Photonic inverse design produces an assortment of nonintuitive designs that can achieve better performance in smaller footprints than their traditionally designed counterparts can. Despite the multitude of possible designs for any particular task, analysis of the designs for a beam splitter reveals how the algorithm produces devices that can actually be classified into different types based on their structure and underlying physical principles. (Credit: Logan Su)

Stanford University researchers created an inverse design codebase called SPINS that can help researchers explore different design methodologies to find fabricable optical and nanophotonic structures. In the journal Applied Physics Reviews, from AIP Publishing, Logan Su and colleagues review inverse design’s potential for optical and nanophotonic structures, as well as present and explain how to use their own inverse design codebase.

“The idea of inverse design is to use more sophisticated optimization algorithms and automate the search for a structure,” Su explained. “The ultimate goal is to have a designer input their desired performance metrics and simply wait for the algorithm to generate the best possible device.”

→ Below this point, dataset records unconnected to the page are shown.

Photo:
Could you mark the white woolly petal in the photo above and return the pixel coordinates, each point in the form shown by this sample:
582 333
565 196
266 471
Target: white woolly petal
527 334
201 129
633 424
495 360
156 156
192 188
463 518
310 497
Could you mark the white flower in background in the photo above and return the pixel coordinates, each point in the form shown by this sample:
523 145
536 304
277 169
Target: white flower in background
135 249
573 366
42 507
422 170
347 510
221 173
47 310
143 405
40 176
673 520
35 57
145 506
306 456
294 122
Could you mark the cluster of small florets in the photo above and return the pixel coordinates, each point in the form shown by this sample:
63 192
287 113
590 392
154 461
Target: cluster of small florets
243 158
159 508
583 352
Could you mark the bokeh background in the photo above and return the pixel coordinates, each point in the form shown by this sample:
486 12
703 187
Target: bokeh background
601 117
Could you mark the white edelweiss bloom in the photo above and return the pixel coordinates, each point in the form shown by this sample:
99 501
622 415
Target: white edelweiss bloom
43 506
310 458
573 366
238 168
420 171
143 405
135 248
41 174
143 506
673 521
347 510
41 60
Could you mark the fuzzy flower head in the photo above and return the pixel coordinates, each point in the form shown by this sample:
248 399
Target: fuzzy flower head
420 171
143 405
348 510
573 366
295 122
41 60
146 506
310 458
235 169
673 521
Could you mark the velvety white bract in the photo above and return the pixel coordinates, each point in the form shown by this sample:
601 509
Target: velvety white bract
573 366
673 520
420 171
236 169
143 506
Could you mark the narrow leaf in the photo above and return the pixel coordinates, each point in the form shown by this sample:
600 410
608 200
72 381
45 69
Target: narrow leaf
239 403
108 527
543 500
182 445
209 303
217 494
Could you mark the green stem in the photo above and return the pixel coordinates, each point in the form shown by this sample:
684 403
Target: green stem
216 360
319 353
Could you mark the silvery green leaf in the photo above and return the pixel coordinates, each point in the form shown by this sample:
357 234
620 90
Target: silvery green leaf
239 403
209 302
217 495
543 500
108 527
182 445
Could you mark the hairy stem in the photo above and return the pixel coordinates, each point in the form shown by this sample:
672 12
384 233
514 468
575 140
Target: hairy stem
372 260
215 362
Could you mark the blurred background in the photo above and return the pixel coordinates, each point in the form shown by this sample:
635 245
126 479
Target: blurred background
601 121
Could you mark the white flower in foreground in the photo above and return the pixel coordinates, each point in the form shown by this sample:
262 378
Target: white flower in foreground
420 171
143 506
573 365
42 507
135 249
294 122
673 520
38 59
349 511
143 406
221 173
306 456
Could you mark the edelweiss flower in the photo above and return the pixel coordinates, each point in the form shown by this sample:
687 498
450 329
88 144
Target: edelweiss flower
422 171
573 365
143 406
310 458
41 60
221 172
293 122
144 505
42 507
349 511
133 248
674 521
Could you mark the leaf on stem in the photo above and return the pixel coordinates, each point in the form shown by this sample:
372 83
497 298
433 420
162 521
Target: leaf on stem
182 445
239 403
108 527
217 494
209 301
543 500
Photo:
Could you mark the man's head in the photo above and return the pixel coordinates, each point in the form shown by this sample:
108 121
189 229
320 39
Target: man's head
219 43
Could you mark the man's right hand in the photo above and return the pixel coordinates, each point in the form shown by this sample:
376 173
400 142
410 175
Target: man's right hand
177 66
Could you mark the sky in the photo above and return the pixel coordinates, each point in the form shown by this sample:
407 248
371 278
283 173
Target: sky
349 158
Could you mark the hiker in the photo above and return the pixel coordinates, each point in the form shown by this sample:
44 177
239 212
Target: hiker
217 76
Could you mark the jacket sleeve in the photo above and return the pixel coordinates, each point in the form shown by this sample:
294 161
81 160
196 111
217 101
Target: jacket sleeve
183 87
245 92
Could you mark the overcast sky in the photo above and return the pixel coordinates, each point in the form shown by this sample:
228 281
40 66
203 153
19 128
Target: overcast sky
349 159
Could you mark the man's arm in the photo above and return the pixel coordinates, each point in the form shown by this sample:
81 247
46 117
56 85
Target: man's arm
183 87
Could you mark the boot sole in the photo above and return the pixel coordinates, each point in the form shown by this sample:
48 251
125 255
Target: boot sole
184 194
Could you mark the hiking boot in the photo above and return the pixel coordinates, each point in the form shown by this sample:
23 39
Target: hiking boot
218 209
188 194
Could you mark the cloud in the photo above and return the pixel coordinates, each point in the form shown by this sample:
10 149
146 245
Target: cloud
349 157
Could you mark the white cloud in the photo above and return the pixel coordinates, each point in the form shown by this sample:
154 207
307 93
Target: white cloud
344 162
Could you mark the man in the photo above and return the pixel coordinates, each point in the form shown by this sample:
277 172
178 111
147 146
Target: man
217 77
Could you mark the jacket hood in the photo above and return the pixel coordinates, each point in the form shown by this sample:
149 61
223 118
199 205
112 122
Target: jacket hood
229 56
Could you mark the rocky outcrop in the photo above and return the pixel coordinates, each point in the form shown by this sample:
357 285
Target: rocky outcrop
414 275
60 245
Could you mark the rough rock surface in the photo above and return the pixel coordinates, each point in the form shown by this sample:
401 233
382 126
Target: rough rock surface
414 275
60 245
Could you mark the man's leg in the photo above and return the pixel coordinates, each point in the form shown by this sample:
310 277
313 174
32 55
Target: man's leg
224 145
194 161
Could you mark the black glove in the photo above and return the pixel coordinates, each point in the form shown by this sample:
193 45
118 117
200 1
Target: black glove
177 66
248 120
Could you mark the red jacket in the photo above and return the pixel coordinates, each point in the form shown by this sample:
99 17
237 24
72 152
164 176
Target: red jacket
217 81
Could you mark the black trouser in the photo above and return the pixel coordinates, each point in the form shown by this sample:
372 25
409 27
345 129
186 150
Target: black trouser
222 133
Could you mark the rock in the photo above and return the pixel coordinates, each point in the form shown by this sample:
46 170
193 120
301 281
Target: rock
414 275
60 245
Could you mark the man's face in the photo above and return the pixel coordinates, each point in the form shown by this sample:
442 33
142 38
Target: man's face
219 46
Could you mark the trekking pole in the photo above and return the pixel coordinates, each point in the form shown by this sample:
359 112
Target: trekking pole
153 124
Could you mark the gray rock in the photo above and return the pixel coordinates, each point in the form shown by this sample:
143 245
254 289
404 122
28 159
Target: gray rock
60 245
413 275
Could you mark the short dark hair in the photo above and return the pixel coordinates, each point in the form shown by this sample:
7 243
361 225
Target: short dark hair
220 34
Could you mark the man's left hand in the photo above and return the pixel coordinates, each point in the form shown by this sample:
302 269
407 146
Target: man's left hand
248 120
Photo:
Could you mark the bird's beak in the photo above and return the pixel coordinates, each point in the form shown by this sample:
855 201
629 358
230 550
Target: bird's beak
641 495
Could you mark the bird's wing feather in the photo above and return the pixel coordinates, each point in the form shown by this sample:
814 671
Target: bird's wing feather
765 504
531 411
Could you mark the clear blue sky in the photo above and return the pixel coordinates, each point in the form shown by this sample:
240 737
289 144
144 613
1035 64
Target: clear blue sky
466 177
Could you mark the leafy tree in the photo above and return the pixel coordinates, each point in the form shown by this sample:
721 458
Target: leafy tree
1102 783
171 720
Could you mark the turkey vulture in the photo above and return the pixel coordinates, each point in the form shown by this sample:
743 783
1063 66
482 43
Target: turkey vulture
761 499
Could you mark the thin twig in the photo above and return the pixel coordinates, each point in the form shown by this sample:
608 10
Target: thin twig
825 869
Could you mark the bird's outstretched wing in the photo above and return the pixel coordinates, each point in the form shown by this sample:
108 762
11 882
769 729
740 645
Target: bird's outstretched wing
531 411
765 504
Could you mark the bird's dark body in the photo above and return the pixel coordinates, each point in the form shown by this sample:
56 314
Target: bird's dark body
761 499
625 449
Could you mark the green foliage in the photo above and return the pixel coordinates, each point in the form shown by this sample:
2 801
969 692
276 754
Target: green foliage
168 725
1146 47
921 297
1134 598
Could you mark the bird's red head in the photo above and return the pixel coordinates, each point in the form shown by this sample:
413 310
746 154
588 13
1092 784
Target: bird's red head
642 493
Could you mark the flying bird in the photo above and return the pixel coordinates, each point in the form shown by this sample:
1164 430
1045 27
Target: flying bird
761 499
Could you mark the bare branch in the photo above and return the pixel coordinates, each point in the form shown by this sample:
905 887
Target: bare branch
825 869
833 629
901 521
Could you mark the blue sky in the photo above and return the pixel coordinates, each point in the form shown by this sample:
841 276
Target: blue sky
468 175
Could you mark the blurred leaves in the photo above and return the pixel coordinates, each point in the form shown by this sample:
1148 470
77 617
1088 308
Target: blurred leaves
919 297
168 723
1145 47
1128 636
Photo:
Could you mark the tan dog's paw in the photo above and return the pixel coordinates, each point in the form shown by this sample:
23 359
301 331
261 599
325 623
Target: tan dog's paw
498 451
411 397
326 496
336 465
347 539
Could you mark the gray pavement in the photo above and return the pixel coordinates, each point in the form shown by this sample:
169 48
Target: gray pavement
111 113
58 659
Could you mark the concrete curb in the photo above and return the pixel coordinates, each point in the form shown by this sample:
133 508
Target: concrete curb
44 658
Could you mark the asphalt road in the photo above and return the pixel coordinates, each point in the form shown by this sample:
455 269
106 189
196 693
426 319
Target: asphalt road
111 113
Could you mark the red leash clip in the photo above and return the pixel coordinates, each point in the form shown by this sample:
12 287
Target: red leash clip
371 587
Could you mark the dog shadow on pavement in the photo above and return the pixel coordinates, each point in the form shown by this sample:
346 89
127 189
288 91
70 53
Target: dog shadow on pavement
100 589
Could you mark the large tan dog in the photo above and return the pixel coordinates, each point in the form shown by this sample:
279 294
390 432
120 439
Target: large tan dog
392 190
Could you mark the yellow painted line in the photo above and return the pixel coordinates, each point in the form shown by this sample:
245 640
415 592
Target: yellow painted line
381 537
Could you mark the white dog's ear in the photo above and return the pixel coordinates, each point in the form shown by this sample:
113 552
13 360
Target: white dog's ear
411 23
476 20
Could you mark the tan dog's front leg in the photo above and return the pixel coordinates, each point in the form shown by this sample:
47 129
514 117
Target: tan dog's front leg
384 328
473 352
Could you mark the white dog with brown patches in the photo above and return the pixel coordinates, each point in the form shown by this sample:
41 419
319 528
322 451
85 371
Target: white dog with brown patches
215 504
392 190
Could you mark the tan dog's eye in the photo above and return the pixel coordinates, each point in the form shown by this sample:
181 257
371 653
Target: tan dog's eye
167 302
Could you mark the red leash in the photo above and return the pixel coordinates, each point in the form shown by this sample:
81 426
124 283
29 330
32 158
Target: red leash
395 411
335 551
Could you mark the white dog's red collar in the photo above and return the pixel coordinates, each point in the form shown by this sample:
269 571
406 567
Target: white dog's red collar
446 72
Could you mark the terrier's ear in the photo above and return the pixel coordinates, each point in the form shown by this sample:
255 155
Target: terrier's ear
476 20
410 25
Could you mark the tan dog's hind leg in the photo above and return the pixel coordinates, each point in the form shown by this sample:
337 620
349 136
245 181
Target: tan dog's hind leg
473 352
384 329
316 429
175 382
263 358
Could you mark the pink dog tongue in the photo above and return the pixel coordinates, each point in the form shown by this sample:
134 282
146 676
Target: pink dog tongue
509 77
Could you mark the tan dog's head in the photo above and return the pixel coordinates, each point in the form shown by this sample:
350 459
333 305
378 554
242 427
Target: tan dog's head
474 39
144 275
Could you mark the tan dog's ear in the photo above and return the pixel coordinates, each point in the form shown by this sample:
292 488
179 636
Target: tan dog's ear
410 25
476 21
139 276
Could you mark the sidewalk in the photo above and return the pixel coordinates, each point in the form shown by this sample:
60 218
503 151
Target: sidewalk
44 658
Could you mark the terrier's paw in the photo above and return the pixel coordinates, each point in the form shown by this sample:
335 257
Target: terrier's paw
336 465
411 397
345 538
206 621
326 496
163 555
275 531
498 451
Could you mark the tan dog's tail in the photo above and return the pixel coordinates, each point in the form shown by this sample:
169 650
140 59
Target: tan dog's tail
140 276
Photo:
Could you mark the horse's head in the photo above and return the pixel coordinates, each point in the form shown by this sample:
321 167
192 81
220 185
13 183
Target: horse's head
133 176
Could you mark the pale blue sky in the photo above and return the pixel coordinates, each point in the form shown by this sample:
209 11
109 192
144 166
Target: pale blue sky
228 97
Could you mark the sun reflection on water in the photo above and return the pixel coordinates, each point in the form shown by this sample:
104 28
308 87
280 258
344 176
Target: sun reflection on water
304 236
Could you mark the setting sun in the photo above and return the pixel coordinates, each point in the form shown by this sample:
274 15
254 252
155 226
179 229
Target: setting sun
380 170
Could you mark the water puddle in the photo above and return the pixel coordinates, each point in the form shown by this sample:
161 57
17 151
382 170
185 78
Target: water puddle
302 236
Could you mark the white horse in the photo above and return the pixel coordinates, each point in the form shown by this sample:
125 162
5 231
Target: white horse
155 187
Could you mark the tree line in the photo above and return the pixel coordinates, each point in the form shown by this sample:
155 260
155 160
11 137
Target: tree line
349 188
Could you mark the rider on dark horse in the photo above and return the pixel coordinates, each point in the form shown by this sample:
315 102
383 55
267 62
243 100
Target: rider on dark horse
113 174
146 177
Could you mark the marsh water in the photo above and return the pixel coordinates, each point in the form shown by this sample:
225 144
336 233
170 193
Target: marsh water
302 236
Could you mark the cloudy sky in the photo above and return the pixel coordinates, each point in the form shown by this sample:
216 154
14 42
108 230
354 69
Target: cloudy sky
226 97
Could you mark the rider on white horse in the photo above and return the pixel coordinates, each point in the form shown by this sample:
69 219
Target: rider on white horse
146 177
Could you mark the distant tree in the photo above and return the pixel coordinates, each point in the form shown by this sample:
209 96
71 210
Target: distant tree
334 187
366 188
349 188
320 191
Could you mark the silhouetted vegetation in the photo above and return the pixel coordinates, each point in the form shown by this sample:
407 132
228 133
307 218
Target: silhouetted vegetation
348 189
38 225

Integrated photonics has many potential applications, ranging from optical interconnects to sensing to quantum computing. Inspired by popular machine learning libraries such as TensorFlow and PyTorch, SPINS is a photonic design framework that emphasizes flexibility and reproducible results. SPINS has been used internally by the group to design an assortment of devices, and the group is making it available for other researchers to use.

“The mathematics behind our optimization techniques come from the mathematical optimization community,” Su said. “But we also borrow ideas from the optimization community in mechanical and fluid mechanics, where they use similar optimization methods to design mechanical structures and airfoils before their adoption in photonics.”

Inverse design “automates the design process for optical and photonic elements,” he said. “Traditionally, photonic devices are hand designed, in the sense that a designer first comes up with the basic geometric shape of the structures, such as a circle, and then performs a few parameter sweeps of the radius of the circle to improve device performance.”

This process is labor intensive and tends to ignore a large class of devices with more complicated shapes that have the potential for much better performance. Photonic neural networks also promise faster operation speeds with lower energy requirements compared to electronic hardware, and metasurface optics promise novel optical functionalities that are cheaper and orders of magnitude smaller than their traditional bulky optical elements.